Afspraak 25 Ketenregistraties moeten voldoen aan eisen met betrekking tot kwaliteit, beschikbaarheid, vertrouwelijkheid en beveiliging en moeten de beschikbare kwaliteitsinformatie ontsluiten.
In het systeem ontstaat een zelfreinigend mechanisme. De klant ziet welke gegevens de overheid over hem heeft en zal correcties doorgeven, zeker als dat in zijn voordeel is.
Samenwerking verhoogt de kwaliteit van de ketenregistratie tot een niveau dat ieder voor zichzelf niet kan realiseren.
Kwaliteit heeft ook te maken met de beschikbaarheid van de gegevens. De ketenregistraties moeten realtime afhandeling bij afnemers ondersteunen. Ketenpartijen kunnen de gegevens aanroepen en direct gebruiken in hun verschillende applicaties, ook voor vóórinvulling in elektronische formulieren.
Zorgvuldigheid
Iedere afnemer verplicht zich naar eer en geweten te voldoen aan geldende wet- en regelgeving ten aanzien van privacy en informatiebeveiliging (AVG). Als een goed huisvader zullen zij de gegevens alleen gebruiken zoals overeengekomen en zorgen zij voor:
• Een onderscheid tussen opgevraagde gegevens en daarop aangebrachte aanvullingen.
• Melding van vermeende onjuistheden aan de ketenregistratie.
• Doelbinding en proportionaliteit bij het gebruik van de gegevens.
• Terugmelding van bezwaren/klachten van klanten over de gegevens.
• Handhaving van need-to-know door derden en onbevoegd eigen personeel geen toegang te verlenen, inclusief een actief (de)autorisatiebeleid.
• Gegevens alleen te verstrekken of doorleveren volgens afspraken of passend binnen de wettelijke taken.
Afspraak 26 Conform de AVG en Regeling SUWI is de invulling aan proportionaliteit en granulariteit ter beoordeling van de registratiehouders en niet van de afnemende organisatie.
Bewustwording
Bij het ontsluiten en bevraagbaar maken van zijn gegevens stelt de registratiehouder vanuit zijn verantwoordelijkheid ook eisen aan de afnemers.
Afspraak 27 De afnemer gaat zorgvuldig om met de gegevens en houdt zich aan de wetten die gelden rond privacy en informatiebeveiliging.

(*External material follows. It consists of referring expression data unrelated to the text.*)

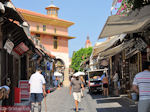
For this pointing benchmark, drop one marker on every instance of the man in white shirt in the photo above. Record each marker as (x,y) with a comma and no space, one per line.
(141,85)
(37,89)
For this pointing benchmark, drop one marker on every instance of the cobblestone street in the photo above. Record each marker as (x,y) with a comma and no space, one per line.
(61,101)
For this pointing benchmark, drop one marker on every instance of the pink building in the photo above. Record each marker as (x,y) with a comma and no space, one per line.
(52,32)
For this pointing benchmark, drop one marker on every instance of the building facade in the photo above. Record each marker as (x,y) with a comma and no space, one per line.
(52,33)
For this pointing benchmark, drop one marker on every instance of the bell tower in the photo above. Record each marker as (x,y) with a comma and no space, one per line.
(52,10)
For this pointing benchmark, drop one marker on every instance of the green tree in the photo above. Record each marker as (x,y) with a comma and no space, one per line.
(80,56)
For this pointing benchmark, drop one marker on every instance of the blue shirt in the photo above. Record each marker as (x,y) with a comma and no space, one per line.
(142,80)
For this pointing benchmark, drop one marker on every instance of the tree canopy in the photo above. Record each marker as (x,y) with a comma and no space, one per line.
(79,56)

De afnemers moeten ervoor zorgen dat hun medewerkers bewust omgaan met vertrouwelijke gegevens en dat zij weten welke beperkingen het gebruik van gegevens uit andere bronnen heeft.
Afspraak 28 De afnemer zorgt ervoor en controleert dat haar medewerkers bewust zijn en blijven van de vertrouwelijkheid van de gegevens en de beperkingen ten aanzien van het gebruik.